Etat d'un caractère : ajoutez l'une des manières dont ce caractère peut être présenté, qu'il soit primitif ou dérivé. Par exemple, la marche bipède d'êtres humains est une condition (caractère) dérivée du déplacement de quatre extrémités (condition ou caractère ancestral) d'autres hominidés.

Caractère plésiomorphique: caractère primitif ou ancestral partagé par l'ensemble du groupe monophylétique.

Simplesiomórfia : p lesiomorfia partagé par deux taxa ou plus.

Caractère dérivé ou apomorphe : c'est ce qui provient de l'état ancestral, c'est-à-dire qu'il résulte d'une transformation du personnage au sein du groupe étudié. C'est le début d'un nouveau clade.

Autapomorphie : caractère dérivé non partagé. Il est présent uniquement dans un taxon et est souvent utilisé en microtaxonomie pour différencier les espèces.

Sinapomorfia : apomorphie ou caractère partagé par deux espèces ou taxons ou plus.

Clado (monofiletico) : groupe qui comprend une espèce ancestrale et tous ses descendants.

Homologie: condition de similitude due à la présence d'un ancêtre en commun.

Caractère homologue : caractères similaires ou d'attributs différents, mais issus d'un caractère ancestral commun.

Analogie : développement de structures similaires qui remplissent la même fonction, mais leur origine embryonnaire est différente.

Homoplasy : fausse similitude établie par la présence de personnages d'ancêtres différents. Se produit par convergence, parallélisme ou inversion.

Convergence : est synonyme d'analogie.

Parallélisme : évolution indépendante du même état de caractère à partir du même état de caractère ancestral.

Réversion : apomorphie qui est ensuite perdue (retourne à un état plésiomorphique) dans l'un des taxons d'un groupe monophylétique.

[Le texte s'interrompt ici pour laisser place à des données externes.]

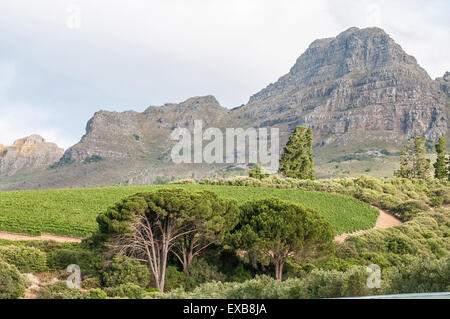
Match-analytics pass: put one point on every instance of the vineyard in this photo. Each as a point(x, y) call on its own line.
point(72, 212)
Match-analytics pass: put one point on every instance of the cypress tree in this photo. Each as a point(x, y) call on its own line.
point(440, 167)
point(297, 160)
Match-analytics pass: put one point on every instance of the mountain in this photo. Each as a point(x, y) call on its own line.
point(444, 83)
point(359, 92)
point(31, 152)
point(360, 84)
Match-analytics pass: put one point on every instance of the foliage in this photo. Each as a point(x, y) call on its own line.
point(201, 272)
point(280, 229)
point(26, 259)
point(297, 159)
point(148, 226)
point(413, 161)
point(409, 209)
point(11, 282)
point(257, 173)
point(73, 212)
point(123, 270)
point(59, 290)
point(89, 261)
point(422, 276)
point(96, 293)
point(128, 290)
point(440, 166)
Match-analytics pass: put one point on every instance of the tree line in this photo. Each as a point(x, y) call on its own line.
point(414, 164)
point(150, 226)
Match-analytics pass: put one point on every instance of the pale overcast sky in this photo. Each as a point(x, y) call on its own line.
point(132, 54)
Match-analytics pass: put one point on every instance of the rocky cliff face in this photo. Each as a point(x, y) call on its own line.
point(444, 83)
point(356, 88)
point(360, 84)
point(147, 134)
point(29, 152)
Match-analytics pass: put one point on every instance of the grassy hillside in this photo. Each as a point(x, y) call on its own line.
point(73, 212)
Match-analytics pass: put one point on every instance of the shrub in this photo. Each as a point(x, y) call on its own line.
point(174, 278)
point(370, 183)
point(240, 274)
point(407, 210)
point(201, 272)
point(90, 283)
point(26, 259)
point(97, 293)
point(129, 290)
point(123, 270)
point(11, 282)
point(332, 284)
point(88, 261)
point(59, 290)
point(436, 201)
point(425, 276)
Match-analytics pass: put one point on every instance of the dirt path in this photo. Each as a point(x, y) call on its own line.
point(44, 236)
point(385, 220)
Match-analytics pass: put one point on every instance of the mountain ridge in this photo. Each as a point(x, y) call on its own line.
point(358, 90)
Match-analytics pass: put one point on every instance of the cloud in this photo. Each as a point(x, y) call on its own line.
point(132, 54)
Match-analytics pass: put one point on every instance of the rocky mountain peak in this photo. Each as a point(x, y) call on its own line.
point(29, 152)
point(30, 140)
point(444, 83)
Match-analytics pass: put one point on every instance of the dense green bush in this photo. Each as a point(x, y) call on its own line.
point(333, 284)
point(318, 284)
point(11, 282)
point(128, 290)
point(202, 272)
point(436, 201)
point(422, 276)
point(407, 210)
point(59, 290)
point(26, 259)
point(96, 293)
point(89, 261)
point(174, 278)
point(124, 270)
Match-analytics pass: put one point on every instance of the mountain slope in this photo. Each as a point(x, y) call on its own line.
point(359, 92)
point(360, 84)
point(31, 152)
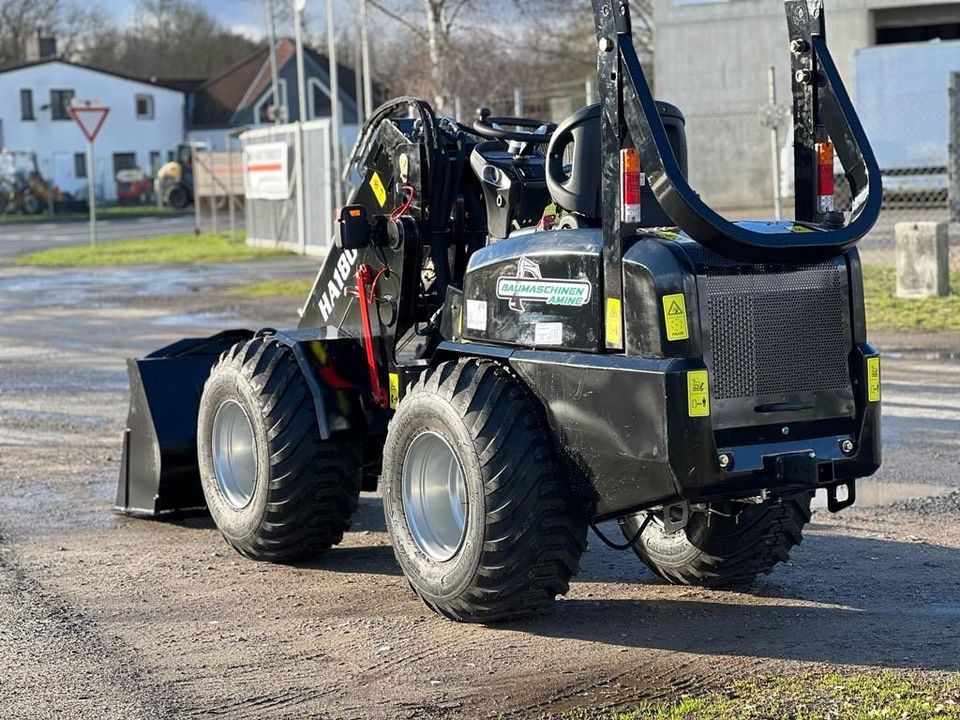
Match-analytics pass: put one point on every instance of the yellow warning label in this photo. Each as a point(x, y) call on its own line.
point(394, 390)
point(873, 379)
point(376, 184)
point(698, 393)
point(614, 323)
point(675, 317)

Représentations graphiques selon les écoles taxonomiques

Cladograma

Le cladogramme est le diagramme caractéristique de l'école cladistique. Celles-ci expriment des relations phylogénétiques généalogiques, qui doivent être naturelles ou monophylétiques, c'est-à-dire qu'elles incluent l'ancêtre commun et ses descendants.

Phénogramme

Les phénogrammes sont les diagrammes utilisés par la taxonomie phénétique pour exprimer les classifications des organismes. Ce type d'analyse accepte les trois types de taxa: monophylétique, paraphylétique et polyphylétique.

Bien que ces diagrammes soient relativement similaires aux cladogrammes, ils n'expriment pas les relations phylogénétiques, mais plutôt la similarité ou la dissimilarité apparente entre les organismes.

Phylogramme ou arbre phylétique

Les classifications phylogénétiques proposées par l'école taxonomique évolutive ou classique utilisent des arbres phylétiques. Ces diagrammes expriment les relations généalogiques des ancêtres descendants et acceptent deux types de taxons: monophylétique et paraphylétique.